One nation, many groups
Some Iraqis think that, aside from subversive neighboring interference, the current violence is the natural outgrowth of the historical processes that forced into one nation disparate ethnic and religious groups: Arabs, Kurds, Assyrians and Turkomen; Shia and Sunni Muslims, Christians and various smaller sects.

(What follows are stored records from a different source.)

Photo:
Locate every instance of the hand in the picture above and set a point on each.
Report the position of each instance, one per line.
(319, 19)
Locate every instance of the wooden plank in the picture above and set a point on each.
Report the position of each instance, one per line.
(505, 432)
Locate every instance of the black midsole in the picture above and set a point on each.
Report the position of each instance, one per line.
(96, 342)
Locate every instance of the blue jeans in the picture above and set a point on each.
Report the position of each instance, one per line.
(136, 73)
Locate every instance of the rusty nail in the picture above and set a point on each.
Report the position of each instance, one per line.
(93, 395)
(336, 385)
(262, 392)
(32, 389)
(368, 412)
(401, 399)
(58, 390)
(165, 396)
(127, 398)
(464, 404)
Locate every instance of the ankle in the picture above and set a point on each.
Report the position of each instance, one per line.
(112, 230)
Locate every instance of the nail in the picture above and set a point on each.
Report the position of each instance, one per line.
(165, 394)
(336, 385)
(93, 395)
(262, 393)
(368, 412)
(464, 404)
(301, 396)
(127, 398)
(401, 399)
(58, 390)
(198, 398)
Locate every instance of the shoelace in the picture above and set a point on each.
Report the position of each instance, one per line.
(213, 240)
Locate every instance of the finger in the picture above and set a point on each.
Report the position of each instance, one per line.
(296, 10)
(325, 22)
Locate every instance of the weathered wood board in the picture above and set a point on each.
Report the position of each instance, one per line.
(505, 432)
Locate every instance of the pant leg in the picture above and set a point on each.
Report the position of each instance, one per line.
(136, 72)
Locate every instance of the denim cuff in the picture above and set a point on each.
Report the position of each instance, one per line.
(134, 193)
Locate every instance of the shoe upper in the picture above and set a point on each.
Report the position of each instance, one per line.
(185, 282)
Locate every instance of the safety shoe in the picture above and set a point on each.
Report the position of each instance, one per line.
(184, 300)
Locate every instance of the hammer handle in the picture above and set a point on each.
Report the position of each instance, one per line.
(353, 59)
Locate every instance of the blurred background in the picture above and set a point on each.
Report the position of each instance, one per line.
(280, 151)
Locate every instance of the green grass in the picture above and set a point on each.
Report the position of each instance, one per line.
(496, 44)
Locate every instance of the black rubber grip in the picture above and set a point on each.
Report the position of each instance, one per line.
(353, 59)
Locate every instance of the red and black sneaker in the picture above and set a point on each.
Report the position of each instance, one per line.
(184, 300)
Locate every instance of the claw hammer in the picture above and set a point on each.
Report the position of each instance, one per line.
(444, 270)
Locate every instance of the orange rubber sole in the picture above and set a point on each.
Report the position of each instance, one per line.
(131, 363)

"Iraq became a state by force and when you release that force, this is what happens," says Hardi, the newspaper editor. "There is no Iraqi identity. Just slogans."
Lacking a sense of Iraqi identity, the country's various sectarian groups compete to grab the biggest piece of the pie for themselves and are vulnerable to the exploitation of neighboring countries that see a "divide and conquer" strategy in their best long-term interests.
Which is why Iraqis not involved in the sectarian violence feel the U.S. bears major responsibility to make sure that doesn't happen.
"America removed the statue (of Saddam Hussein) but they should stay until the end," says Paul Shamoun Ishaq of the Chaldean Cultural Center in Ankawa.
"America should finish what it started."